Some days it seems like there are just fucknuggets everywhere. There are endless categories of fucknuggets, but today’s rant is about that particular type of entitled, smug git who wants people to work for ‘love’, or ‘exposure’… Yeah, for free..
There was this lot a couple of months ago, and today another scabby little pillock – or bunch of pillocks, for all I know – has popped up on Twitter touting a website-about-to-launch which will ‘find freelancers who will work for free’. The account and website are called Freesist (nope, of course I’m not linking to it) and whoever’s behind it is touting it as some sort of ‘revolution’, replying once or twice to critical tweets in cutesy bad English, then going quiet. Revolutionary? Yeah, right. Now do fuck off.
Even in a world which brings us exploitative scam after exploitative, bound-to-crash scam (Uber’s losing court cases, Taskrabbit is in a mess, Deliveroo just got fucked over as well) all dependent on the idea that you can obtain labour from people without paying them properly if you peddle the idea of ‘freedom’ hard enough, Freesist sounds particularly deranged.
Which is what makes me wonder what the people behind it actually intend to sell. Most people have got to grips with the fact that there’s mileage in outrage, though few seem to understand that, often as not, it just backfires. Ryan Williams, the ‘meninist’ who posted idiotic tweets bout mensturation, got outed as a scammer in fairly short order. The attention-seeking bellend who announced plans to launch a Fellatio Cafe and got greeted, after the initial explosions of horror, with disdain, has come back again with what may have been the real plan after all – sex doll cafes. How well this will work remains to be seen.

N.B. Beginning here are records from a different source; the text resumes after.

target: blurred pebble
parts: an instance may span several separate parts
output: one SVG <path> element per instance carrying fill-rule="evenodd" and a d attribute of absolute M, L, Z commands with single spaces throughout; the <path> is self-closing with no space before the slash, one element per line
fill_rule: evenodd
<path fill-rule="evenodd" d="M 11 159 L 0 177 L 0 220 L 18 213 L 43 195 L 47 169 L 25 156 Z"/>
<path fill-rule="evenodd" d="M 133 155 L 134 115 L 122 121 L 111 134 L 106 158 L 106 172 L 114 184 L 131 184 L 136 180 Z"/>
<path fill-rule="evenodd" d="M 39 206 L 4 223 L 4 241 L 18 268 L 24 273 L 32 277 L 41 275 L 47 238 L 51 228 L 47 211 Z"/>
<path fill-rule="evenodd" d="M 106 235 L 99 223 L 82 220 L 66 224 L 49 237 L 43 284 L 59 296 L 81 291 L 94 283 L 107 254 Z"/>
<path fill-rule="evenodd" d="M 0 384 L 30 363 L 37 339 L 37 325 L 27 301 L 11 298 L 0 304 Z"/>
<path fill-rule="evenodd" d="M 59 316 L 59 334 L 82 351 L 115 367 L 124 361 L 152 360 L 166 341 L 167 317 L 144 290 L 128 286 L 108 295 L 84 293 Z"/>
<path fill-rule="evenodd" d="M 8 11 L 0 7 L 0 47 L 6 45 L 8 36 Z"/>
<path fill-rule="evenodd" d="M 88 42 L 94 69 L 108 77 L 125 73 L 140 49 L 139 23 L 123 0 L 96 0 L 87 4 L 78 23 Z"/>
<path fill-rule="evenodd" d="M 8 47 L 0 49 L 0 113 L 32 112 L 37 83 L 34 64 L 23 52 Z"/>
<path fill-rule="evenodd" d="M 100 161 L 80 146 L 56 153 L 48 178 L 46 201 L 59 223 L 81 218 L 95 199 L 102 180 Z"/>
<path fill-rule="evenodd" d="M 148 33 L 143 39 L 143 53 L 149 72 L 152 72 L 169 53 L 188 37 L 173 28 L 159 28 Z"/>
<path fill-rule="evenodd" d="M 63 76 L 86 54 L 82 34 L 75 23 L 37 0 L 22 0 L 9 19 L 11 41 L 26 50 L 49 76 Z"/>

It’s possible that Freesist is a rather clunky piece of satire by someone sick and tired of being asked to work for free: if this is the case, it hasn’t really worked very well as yet, and I’m not exactly holding my breath to see what the next step in the cunning plan might be. While shitty, exploitative outfits like Fiverr exist, the idea of being sold a community of people working for nothing as ‘the future’ is not even amusing. It’s just dully depressing.